En Estados Unidos, el gobernador Martín Llaryora no solamente consiguió un crédito por 250 millones de dólares para financiar la Circunvalación de Río Cuarto sino que además inauguró una nueva etapa política. Al mandatario, las encuestas le indicaron que los intendentes están teniendo problemas con su electorado: escasos de fondos, con la coparticipación y la recaudación en picada, no pueden cubrir las demandas de la gente ni prestar adecuadamente los servicios. Ese deterioro no sólo afecta a los intendentes por sí mismos sino que complica las posibilidades de reelección del propio Llaryora. Es decir, arrastra en parte al oficialismo.

La puesta en escena que Llaryora armó en Washingon, con los tres intendentes del gran Río Cuarto a su lado (Guillermo De Rivas, Gian Lucchesi y Maximiliano Rosetto) apuntó a que los intendentes también puedan capitalizar el rédito político que implicará una obra de gran envergadura como la Circunvalación.

La firma del convenio con el Banco Mundial no requería la presencia de los intendentes; el viaje de los representantes del Gran Río Cuarto fue más política que funcional.
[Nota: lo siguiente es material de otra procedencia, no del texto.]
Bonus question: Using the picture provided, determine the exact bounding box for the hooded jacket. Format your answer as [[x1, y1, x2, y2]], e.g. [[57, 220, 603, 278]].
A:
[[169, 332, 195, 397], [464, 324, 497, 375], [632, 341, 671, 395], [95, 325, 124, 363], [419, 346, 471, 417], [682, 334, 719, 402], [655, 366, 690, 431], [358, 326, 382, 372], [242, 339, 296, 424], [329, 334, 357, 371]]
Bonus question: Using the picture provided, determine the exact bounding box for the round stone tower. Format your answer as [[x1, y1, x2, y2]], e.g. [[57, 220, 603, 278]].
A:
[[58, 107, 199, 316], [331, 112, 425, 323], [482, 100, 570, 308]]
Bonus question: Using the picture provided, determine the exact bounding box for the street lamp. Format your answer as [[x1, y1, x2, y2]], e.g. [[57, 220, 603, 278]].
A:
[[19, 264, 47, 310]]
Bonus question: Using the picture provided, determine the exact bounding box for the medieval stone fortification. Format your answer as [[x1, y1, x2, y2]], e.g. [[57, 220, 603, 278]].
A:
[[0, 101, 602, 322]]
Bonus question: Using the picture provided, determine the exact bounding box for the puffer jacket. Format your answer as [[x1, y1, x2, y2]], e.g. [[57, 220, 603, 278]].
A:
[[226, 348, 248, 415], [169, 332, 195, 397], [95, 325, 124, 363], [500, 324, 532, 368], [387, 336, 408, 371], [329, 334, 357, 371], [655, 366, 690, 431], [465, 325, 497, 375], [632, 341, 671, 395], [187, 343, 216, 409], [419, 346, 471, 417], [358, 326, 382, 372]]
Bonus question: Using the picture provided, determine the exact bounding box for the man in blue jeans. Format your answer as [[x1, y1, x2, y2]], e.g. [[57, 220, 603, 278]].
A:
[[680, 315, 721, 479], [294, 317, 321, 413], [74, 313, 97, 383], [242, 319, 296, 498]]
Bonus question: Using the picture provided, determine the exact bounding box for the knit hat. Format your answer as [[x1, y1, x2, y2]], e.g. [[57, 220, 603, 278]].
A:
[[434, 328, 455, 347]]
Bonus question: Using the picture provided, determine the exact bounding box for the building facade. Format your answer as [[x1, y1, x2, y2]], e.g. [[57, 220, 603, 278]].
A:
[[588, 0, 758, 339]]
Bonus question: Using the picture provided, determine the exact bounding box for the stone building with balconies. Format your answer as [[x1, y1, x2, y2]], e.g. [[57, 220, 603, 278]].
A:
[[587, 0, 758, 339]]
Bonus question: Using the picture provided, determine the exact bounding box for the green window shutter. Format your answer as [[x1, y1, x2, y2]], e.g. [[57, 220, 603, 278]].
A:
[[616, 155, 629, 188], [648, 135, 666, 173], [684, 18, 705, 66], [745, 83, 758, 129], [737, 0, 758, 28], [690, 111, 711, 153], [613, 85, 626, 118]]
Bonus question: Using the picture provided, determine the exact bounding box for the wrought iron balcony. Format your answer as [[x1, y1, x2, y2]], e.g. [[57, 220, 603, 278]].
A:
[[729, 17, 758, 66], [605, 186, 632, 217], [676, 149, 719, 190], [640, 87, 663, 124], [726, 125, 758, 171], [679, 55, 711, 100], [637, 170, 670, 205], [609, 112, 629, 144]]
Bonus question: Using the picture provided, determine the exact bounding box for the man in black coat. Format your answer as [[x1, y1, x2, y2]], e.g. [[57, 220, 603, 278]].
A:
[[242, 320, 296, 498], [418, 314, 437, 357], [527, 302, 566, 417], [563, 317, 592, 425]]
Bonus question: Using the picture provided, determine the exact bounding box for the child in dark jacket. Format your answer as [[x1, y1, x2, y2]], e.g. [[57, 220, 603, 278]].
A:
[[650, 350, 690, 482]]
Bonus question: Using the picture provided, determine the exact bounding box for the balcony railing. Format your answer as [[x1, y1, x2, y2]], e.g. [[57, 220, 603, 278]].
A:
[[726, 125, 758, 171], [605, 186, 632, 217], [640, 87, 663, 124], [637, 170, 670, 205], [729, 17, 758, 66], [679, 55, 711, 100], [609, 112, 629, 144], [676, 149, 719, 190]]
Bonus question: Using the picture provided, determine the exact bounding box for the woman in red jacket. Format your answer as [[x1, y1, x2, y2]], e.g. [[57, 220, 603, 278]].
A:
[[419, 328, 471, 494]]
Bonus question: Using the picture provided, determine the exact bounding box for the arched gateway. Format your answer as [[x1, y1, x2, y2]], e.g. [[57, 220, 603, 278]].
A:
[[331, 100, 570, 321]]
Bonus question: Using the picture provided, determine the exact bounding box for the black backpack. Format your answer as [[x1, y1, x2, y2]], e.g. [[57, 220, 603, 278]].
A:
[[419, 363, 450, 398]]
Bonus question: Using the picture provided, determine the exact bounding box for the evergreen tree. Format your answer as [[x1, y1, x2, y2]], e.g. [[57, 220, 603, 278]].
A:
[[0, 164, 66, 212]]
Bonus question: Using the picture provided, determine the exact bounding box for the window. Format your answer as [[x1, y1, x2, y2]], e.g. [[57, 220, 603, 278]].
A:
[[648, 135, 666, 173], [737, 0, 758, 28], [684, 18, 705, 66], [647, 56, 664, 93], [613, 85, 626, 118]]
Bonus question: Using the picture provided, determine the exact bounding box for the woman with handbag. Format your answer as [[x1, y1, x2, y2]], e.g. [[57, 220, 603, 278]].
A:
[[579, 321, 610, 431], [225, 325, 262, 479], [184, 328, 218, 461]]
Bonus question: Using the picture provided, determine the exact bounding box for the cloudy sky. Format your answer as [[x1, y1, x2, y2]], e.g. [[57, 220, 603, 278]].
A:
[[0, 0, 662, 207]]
Los tres tuvieron un protagonismo que les permite «subirse» a los resultados de una gran obra. En el caso de De Rivas, además, implica que el intendente salga de una agenda que ha girado permanentemente sobre cuestiones negativas, como el déficit, el deterioro de la infraestructura vial y las limitaciones presupuestarias. Ahora, el intendente de Río Cuarto pudo mostrarse en un ámbito internacional; apareció como partícipe además de un proceso y un proyecto que transformarán a la ciudad y la región.

La idea de Llaryora es que las obras potencien a dos puntas, tanto a los intendentes como al gobernador, y que transmitan la idea de que se trata de un «equipo» que mejora las condiciones de vida de la provincia. Será una estrategia que seguirá llevando adelante el mandatario de cara a 2027: contempla tanto la incorporación de jefes comunales al gabinete como recorridas permanentes por las obras que se están haciendo en el interior. El objetivo es comenzar a revertir la imagen que está instalada en la política provincial y que señala que el año próximo implicará para el oficialismo un desafío mayúsculo extender la hegemonía política que se inauguró en 1999.